DEF MobileBase? RvCompositeRobot?{ isBaseMovable TRUE }

DEF Torso RvRobot?{ parentRobot MobileBase?

robotDOF 3

passiveDOF 1 kinematicsType JustinTorsoKin? }

DEF rightArm RvRobot?{

    robotDOF 7
    parentRobot Torso
    inverseKinematicsType JustinRightArm?
    DEF RightArmDockTF Transform{ }
    }

DEF leftArm RvRobot?{

robotDOF 7
parentRobot Torso
inverseKinematicsType JustinLeftArm?
DEF LeftArmDockTF Transform{

    }

}

DEF leftHandII RvCompositeRobot?{

isActive FALSE // for planning
parentRobot leftArm
DEF HandDockTF Transform{

    }

}

DEF rightHandII RvCompositeRobot?{

isActive FALSE
parentRobot rightArm

    DEF HandTF MatrixTransform? {

        }

DEF HandDockTF Transform{

    }

}

DEF TorsoHead?

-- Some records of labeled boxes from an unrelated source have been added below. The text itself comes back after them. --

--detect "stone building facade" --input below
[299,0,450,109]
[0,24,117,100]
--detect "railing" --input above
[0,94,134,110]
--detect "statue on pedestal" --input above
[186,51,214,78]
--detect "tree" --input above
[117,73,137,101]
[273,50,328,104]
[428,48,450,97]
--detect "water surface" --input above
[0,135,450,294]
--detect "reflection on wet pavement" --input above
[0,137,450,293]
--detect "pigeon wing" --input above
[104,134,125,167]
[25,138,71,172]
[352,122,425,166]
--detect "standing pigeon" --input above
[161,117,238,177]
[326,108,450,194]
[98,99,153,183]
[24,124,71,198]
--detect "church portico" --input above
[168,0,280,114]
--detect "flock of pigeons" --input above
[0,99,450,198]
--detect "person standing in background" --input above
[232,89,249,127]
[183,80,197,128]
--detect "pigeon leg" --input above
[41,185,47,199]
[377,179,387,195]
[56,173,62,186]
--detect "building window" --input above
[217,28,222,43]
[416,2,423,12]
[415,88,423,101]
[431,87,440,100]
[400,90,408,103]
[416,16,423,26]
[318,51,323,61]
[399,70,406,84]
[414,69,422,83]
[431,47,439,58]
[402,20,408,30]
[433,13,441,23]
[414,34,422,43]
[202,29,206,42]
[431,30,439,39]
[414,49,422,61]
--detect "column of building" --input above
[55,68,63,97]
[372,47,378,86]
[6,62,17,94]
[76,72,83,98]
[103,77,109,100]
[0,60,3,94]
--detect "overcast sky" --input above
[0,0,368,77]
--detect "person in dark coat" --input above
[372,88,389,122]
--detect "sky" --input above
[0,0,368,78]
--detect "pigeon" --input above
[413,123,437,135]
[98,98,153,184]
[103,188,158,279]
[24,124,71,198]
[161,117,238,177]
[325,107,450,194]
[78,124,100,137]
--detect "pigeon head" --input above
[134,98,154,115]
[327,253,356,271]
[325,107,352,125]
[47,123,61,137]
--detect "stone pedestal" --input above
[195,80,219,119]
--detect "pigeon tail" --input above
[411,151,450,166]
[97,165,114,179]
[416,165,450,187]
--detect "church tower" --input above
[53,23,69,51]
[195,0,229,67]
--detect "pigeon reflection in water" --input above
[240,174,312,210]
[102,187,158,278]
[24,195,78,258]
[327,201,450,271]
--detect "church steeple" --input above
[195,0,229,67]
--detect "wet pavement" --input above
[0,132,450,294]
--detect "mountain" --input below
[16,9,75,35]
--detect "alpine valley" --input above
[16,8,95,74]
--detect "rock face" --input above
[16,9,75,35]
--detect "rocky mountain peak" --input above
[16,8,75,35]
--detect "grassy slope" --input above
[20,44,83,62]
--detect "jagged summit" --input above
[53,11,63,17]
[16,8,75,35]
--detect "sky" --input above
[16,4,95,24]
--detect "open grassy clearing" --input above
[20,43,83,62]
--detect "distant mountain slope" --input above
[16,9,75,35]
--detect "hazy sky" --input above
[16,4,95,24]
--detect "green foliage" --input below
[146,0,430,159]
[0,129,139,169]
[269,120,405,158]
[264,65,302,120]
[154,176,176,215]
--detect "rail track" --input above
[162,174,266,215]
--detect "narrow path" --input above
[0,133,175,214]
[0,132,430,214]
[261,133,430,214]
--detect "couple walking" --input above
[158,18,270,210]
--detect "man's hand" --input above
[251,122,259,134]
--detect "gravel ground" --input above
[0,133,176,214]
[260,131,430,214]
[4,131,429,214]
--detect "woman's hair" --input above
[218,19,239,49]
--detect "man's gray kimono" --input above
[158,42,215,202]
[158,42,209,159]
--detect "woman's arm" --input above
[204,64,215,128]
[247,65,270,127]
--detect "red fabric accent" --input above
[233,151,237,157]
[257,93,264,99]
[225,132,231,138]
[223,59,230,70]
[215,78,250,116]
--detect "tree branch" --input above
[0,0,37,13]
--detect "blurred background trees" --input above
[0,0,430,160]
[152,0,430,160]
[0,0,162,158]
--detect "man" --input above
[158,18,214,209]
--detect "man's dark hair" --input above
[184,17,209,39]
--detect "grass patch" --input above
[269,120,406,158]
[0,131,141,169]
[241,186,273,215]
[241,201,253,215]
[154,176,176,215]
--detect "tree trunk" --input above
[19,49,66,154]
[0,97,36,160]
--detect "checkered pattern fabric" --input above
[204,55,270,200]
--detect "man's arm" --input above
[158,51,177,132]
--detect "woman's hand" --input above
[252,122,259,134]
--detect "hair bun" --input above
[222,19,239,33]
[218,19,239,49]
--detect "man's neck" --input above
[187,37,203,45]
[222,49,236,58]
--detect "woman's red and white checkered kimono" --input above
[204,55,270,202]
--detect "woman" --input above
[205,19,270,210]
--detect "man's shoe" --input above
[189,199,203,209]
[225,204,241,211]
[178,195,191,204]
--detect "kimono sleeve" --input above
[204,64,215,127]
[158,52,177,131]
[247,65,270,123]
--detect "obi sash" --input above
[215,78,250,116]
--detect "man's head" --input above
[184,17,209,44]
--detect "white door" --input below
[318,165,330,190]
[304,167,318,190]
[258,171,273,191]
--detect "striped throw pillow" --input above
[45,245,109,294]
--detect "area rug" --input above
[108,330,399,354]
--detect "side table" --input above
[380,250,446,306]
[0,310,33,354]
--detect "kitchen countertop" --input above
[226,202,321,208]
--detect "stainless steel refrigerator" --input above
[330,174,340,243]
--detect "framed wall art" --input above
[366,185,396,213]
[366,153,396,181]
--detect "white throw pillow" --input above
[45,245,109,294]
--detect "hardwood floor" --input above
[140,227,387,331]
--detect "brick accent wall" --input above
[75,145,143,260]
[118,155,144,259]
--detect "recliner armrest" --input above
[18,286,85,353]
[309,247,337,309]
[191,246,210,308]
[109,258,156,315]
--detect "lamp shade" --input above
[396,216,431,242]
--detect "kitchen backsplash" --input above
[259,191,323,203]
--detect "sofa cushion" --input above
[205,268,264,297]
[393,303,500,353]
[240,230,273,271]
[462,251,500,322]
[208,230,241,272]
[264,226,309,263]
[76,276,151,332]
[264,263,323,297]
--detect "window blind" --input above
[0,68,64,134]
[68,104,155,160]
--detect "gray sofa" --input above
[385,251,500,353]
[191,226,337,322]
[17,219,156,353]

RvRobot?{

    robotDOF 2
    parentRobot Torso

    DEF DockTF Transform{

        }

}

I do not know whether something like this fits with the concepts of openrave, but just as an idea i posted it here.

Perhaps something like this could be integrated via the boost interface. In the BiRRT planner I linked a different sampling function with the path planner using the boost interface.

rdiankov commented 11 years ago

This sounds like a great idea to structure your custom tags. The default openrave structure already defines how links are hooked up to each other, so all you would have to do is create something similar to your structure with OpenInventor?, except it will only include information now specified in openrave, and it will be XML. For example:

<robot>
  <kinbody>
  <!-- fill in regular kinematics -->
  </kinbody>
  <!-- start adding custom tags -->
  <customkinematics parentRobot="MobileBase" robotDOF="3" passiveDOF="1" kinematicsType="JustinTorsoKin">
  </customkinematics>
</robot>

Then when you register your reader, you could read in the customkinematics tag and create your internal structures to do the later kinematics. Once you override the RobotBase::SetJointValues? function, you are free to mimic to OpenInventor?-like structure.

It is possible to do all this all withing your plugin so you do not modify the openrave core. Perhaps after we've had a few iterations of your custom kinematics framework, we can start thinking about what would be useful to put in the openrave core, if you feel it is the right thing to do.

rdiankov commented 11 years ago

Are the tags described above (customkinematics, parentRobot, RobotDOF...) the decided standard for defining custom kinematics? I am about to start re-implementing two of our main research platforms in OpenRAVE due to a major redesign of most of the underlying software and want to minimise the number of hacks that I had in the past - one of which was lots of messy code to handle the kinematics of a 6-link/7 joint arm with only 1-DOF.

Also, I am a bit confused about the use of the term "DOF" throughout openRAVE. Is RobotDOF above = "number of joints" and PassiveDOF = "those joints whose values are dependant on the custom kinematic code" i.e. for my arm RobotDOF=7, PassiveDOF=6?

I have until the new build environment is up and running to complete this task (~2 weeks?) before people start having other development tasks delayed due to a lack of a simulation environment, so if I can write my code to fit into OpenRAVE properly now, I'd rather do that than come up with another hacky solution.

rdiankov commented 11 years ago

the newest versions of openrave (0.7.x+) offer two features to make custom kinematics:

  1. complex equations can be specified for computing the value of one joint with respect to another
  2. A joint can be defined by a timed Trajectory so that the 6D relationship between the connected links is Trajectory.Sample(t). This allows cool stuff like conveyors to be implemented.

i think this should cover all requirements for this feature.